# Chilli



## Tyson786

Hi everyone 

I wanted to ask you all something about this word Aajib which means chilli in Turkish apparently? 

I was told this word by my Turkish brother in law ,

I have searched online for it on google but no luck!

Is this a slang word ?

If this word is not used then can someone tell me the most common words in Turkish for chilli and there usage?

Thanks


----------



## CHovek

Çilli means freckled.


----------



## Tyson786

CHovek said:


> Çilli means freckled.



*chilli*
 or 
*chilli pepper*
 [COUNTABLE] a red or greenvegetable with a hot taste, usually thin and pointed in shape


----------



## CHovek

Never heard of aajib before,aajib doesn't sound a real word at all.Chilli pepper is "Şili biberi" in Turkish.


----------



## Tyson786

CHovek said:


> Never heard of aajib before,aajib doesn't sound a real word at all.Chilli pepper is "Şili biberi" in Turkish.

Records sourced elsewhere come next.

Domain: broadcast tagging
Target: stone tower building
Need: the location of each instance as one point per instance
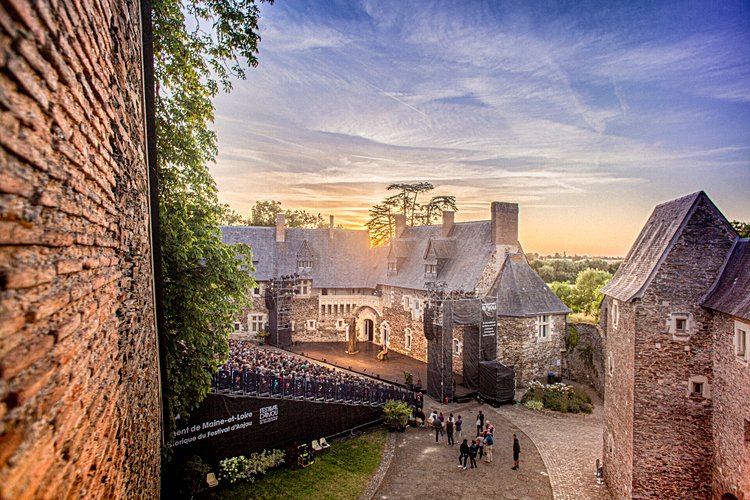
(661, 381)
(79, 380)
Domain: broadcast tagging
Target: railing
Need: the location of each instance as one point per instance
(341, 305)
(251, 383)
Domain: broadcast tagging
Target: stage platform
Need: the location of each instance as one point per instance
(366, 362)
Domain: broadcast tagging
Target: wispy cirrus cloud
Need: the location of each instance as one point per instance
(521, 102)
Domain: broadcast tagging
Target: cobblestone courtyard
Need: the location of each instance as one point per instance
(558, 457)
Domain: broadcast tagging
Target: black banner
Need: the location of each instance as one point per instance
(226, 426)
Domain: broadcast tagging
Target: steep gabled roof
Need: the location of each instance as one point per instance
(521, 292)
(651, 247)
(344, 261)
(471, 251)
(441, 248)
(731, 292)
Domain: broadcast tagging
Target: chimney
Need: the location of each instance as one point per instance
(504, 223)
(448, 218)
(280, 228)
(400, 224)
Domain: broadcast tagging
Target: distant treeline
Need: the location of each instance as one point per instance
(567, 270)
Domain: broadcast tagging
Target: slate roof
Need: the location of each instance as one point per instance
(346, 261)
(651, 247)
(731, 292)
(521, 292)
(471, 253)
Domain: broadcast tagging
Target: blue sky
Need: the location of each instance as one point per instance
(585, 113)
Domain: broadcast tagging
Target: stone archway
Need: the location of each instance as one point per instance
(367, 321)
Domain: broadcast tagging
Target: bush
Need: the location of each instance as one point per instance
(557, 397)
(243, 468)
(533, 404)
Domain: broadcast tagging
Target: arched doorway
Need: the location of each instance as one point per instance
(369, 330)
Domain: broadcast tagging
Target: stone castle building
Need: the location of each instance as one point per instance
(677, 390)
(79, 373)
(383, 291)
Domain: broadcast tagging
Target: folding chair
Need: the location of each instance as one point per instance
(316, 447)
(324, 444)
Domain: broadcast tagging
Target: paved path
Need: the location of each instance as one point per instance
(569, 445)
(557, 458)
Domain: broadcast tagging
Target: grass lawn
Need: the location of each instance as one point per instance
(340, 473)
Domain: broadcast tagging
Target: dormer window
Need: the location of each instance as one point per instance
(680, 324)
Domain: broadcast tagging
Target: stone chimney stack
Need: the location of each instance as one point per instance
(448, 218)
(400, 224)
(280, 227)
(504, 223)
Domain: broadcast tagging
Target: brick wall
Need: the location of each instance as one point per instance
(618, 397)
(399, 320)
(79, 389)
(673, 431)
(585, 363)
(731, 399)
(519, 346)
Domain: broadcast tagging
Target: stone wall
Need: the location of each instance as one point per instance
(585, 362)
(731, 399)
(79, 380)
(399, 320)
(519, 346)
(672, 429)
(618, 397)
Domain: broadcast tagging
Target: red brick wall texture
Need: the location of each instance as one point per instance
(79, 388)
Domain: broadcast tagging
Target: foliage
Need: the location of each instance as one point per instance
(534, 404)
(742, 228)
(572, 338)
(381, 223)
(557, 397)
(264, 213)
(342, 473)
(243, 468)
(204, 281)
(586, 295)
(396, 413)
(564, 291)
(194, 474)
(567, 270)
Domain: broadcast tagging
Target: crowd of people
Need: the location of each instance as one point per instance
(481, 445)
(246, 355)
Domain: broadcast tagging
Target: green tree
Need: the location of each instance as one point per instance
(264, 213)
(564, 292)
(381, 223)
(586, 295)
(742, 228)
(205, 282)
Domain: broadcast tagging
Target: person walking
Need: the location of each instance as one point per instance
(438, 426)
(449, 430)
(473, 453)
(488, 441)
(516, 452)
(464, 449)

oh okay , Can Şili biberi" also be used to call a woman hot?


----------



## CHovek

Tyson786 said:


> oh okay , Can Şili biberi" also be used to call a woman hot?


Everyone has their own way of saying things,we say kara biberim(my black pepper) for a dark skinned,swarthy woman to show some affection.But Şili biber sounds a little bit awkward and its meaning may not be clear.


----------



## Tyson786

CHovek said:


> Everyone has their own way of saying things,we say kara biberim(my black pepper) for a dark skinned,swarthy woman to show some affection.But Şili biber sounds a little bit awkward and its meaning may not be clear.

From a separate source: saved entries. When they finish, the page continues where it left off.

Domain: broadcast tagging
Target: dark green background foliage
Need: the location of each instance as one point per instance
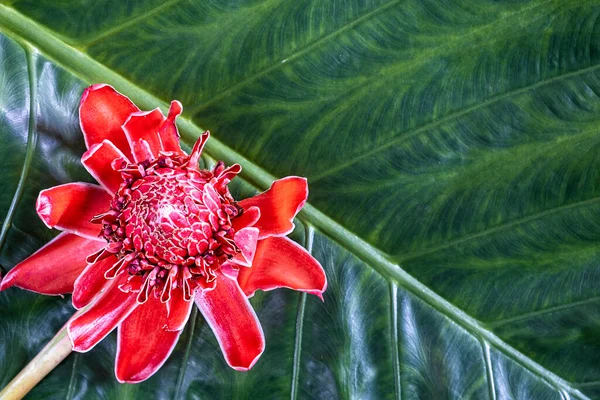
(451, 149)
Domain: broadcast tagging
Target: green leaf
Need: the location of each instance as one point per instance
(451, 150)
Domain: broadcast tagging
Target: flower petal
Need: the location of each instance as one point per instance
(53, 269)
(98, 161)
(279, 205)
(102, 112)
(280, 262)
(178, 311)
(234, 323)
(144, 125)
(245, 240)
(94, 324)
(249, 217)
(91, 282)
(143, 345)
(169, 136)
(71, 206)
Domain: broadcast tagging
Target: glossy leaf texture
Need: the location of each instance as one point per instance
(451, 148)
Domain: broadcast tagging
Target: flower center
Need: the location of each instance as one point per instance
(170, 226)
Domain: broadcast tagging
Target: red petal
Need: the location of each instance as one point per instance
(197, 150)
(245, 239)
(91, 282)
(70, 208)
(249, 217)
(279, 205)
(279, 262)
(98, 161)
(90, 327)
(178, 311)
(53, 269)
(144, 125)
(143, 345)
(169, 136)
(234, 323)
(102, 112)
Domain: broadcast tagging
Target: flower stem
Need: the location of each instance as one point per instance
(46, 360)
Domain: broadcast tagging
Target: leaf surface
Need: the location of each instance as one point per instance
(450, 148)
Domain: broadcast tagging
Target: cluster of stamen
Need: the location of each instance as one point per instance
(169, 225)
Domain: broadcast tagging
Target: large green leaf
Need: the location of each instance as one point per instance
(451, 150)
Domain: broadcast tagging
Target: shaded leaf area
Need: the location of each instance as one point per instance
(458, 137)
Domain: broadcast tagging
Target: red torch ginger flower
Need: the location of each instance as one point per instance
(158, 235)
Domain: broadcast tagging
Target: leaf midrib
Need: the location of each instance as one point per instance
(21, 27)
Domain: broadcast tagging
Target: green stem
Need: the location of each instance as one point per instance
(46, 360)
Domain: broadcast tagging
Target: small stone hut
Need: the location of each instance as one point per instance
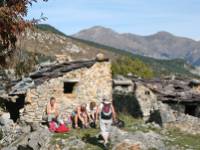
(71, 83)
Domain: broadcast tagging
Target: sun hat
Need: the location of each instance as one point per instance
(106, 101)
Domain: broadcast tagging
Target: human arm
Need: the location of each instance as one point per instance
(97, 114)
(113, 113)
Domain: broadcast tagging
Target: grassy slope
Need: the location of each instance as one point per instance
(160, 67)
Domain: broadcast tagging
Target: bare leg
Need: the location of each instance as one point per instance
(76, 121)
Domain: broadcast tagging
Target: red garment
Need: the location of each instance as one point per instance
(62, 129)
(52, 126)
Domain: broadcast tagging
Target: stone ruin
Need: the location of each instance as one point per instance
(71, 83)
(168, 102)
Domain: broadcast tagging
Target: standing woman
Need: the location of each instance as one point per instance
(107, 115)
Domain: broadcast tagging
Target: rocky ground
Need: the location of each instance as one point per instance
(136, 135)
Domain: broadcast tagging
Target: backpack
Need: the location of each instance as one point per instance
(52, 126)
(62, 129)
(119, 123)
(106, 112)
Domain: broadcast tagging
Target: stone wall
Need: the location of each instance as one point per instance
(93, 84)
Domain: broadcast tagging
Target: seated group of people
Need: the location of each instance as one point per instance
(85, 116)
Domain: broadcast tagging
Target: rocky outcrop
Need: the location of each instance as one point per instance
(123, 140)
(146, 99)
(37, 140)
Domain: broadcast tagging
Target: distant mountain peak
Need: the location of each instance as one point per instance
(162, 44)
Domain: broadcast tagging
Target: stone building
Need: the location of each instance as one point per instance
(71, 83)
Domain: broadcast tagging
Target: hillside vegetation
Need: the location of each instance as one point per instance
(139, 65)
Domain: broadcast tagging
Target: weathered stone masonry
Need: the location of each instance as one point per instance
(90, 84)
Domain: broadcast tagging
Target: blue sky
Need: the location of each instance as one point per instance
(144, 17)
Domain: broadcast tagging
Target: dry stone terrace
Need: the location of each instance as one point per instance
(71, 83)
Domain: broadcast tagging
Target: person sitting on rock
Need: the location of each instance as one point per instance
(52, 111)
(80, 117)
(91, 109)
(107, 115)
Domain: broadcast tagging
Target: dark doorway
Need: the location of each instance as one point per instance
(190, 109)
(14, 107)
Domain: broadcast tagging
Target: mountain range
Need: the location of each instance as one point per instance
(46, 42)
(162, 45)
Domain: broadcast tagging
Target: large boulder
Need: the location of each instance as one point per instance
(5, 119)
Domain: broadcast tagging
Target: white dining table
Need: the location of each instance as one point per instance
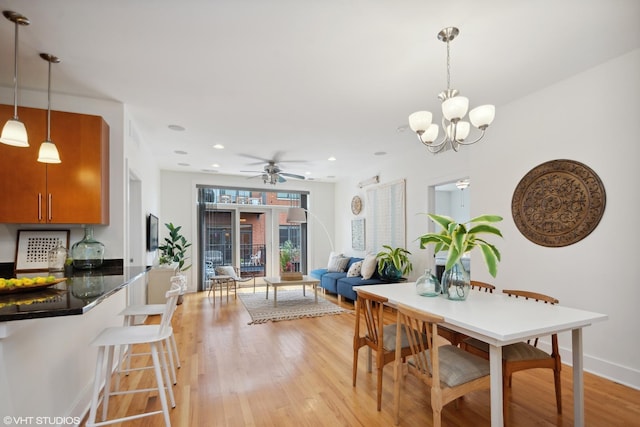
(499, 320)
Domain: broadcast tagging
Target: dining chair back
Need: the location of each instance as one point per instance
(523, 355)
(455, 337)
(377, 337)
(447, 370)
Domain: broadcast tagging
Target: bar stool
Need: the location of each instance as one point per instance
(154, 335)
(129, 313)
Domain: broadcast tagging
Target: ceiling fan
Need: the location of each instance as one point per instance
(272, 173)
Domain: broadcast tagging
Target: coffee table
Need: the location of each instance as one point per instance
(277, 282)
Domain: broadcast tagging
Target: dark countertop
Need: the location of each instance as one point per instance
(82, 291)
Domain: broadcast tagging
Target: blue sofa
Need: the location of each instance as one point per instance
(338, 282)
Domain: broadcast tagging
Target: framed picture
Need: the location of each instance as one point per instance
(357, 234)
(32, 252)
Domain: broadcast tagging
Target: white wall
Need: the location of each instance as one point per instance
(179, 206)
(591, 118)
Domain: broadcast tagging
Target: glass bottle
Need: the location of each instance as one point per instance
(88, 253)
(428, 285)
(57, 257)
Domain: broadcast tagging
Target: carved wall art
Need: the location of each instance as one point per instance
(558, 203)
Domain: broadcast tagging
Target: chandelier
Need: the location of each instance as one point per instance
(454, 109)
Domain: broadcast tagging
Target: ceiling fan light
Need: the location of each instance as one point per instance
(14, 133)
(482, 116)
(48, 153)
(420, 121)
(455, 108)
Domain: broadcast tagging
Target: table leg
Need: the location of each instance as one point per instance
(495, 364)
(578, 385)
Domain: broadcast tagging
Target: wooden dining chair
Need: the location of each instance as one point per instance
(523, 355)
(378, 337)
(454, 337)
(447, 370)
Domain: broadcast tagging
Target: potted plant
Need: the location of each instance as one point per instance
(174, 249)
(393, 263)
(458, 239)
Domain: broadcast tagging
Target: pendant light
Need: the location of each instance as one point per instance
(48, 151)
(14, 132)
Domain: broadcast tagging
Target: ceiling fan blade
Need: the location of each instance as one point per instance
(291, 175)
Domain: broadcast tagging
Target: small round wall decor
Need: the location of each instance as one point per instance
(558, 203)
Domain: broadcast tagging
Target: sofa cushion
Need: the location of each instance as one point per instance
(318, 273)
(346, 286)
(369, 266)
(354, 270)
(329, 281)
(338, 264)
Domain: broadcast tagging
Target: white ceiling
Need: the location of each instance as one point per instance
(306, 79)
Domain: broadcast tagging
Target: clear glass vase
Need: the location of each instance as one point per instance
(428, 285)
(88, 253)
(456, 282)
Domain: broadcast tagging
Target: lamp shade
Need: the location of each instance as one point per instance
(296, 215)
(482, 116)
(14, 133)
(430, 134)
(420, 121)
(48, 153)
(455, 108)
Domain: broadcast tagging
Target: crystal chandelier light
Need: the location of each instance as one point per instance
(454, 110)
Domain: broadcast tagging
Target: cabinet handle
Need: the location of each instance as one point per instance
(39, 206)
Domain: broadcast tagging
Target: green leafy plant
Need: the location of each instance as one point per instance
(175, 247)
(398, 257)
(458, 238)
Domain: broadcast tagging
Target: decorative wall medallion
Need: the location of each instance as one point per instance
(558, 203)
(356, 205)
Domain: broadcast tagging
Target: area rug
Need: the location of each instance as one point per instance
(291, 305)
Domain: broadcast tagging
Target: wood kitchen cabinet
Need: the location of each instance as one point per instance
(75, 191)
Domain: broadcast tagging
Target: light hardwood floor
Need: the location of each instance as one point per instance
(298, 373)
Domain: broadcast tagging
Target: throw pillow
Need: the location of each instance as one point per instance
(369, 266)
(337, 264)
(354, 270)
(333, 255)
(226, 270)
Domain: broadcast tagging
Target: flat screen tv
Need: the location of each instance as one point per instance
(152, 232)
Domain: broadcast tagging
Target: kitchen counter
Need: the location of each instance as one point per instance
(81, 292)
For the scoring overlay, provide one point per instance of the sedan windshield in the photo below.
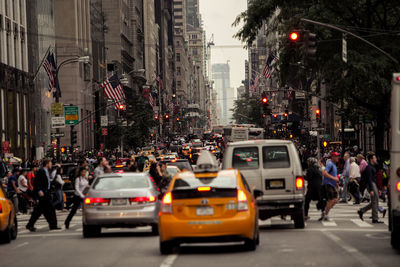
(120, 183)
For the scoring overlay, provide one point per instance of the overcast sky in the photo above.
(218, 16)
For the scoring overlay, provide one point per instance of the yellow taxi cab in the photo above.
(208, 205)
(8, 219)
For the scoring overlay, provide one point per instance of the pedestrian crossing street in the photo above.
(343, 217)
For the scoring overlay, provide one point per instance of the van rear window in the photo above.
(245, 158)
(275, 157)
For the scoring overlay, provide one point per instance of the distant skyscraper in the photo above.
(225, 94)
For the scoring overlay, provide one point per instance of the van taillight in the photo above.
(299, 183)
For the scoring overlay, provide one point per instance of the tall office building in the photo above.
(225, 94)
(15, 82)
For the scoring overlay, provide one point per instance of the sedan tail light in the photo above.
(97, 201)
(242, 200)
(148, 199)
(299, 183)
(166, 203)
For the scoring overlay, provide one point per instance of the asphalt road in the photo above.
(346, 241)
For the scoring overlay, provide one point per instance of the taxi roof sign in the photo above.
(206, 162)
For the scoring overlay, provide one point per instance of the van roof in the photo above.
(262, 142)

Thank you so much for the detailed information, much appreciated to you,
Cheers


----------



## zdena

Maybe he meant "acı". "Acı" means hot or spicy in Turkish.


----------



## Tyson786

zdena said:


> Maybe he meant "acı". "Acı" means hot or spicy in Turkish.



Would it be pronounced like this Aaji or Aji ?


----------



## RimeoftheAncientMariner

Tyson786 said:


> Would it be pronounced like this Aaji or Aji ?


Adji
Meaning 'hot'.


----------



## Tyson786

RimeoftheAncientMariner said:


> Adji
> Meaning 'hot'.




Thank you so much for the response, I appreciate that, so sorry for the late reply


----------



## _Ozgur_

Google translator may help you for the pronounciation. Select Turkish as language at the top of the text box, write it (acı) in the text box using the button on the bottom left of the text box for Turkish virtual keyboard and listen to it by pressing the pronounciation button again on the bottom left of the text box.


----------



## Tyson786

_Ozgur_ said:


> Google translator may help you for the pronounciation. Select Turkish as language at the top of the text box, write it (acı) in the text box using the button on the bottom left of the text box for Turkish virtual keyboard and listen to it by pressing the pronounciation button again on the bottom left of the text box.



Thank you so much for that 
I will definitely check it out on google


----------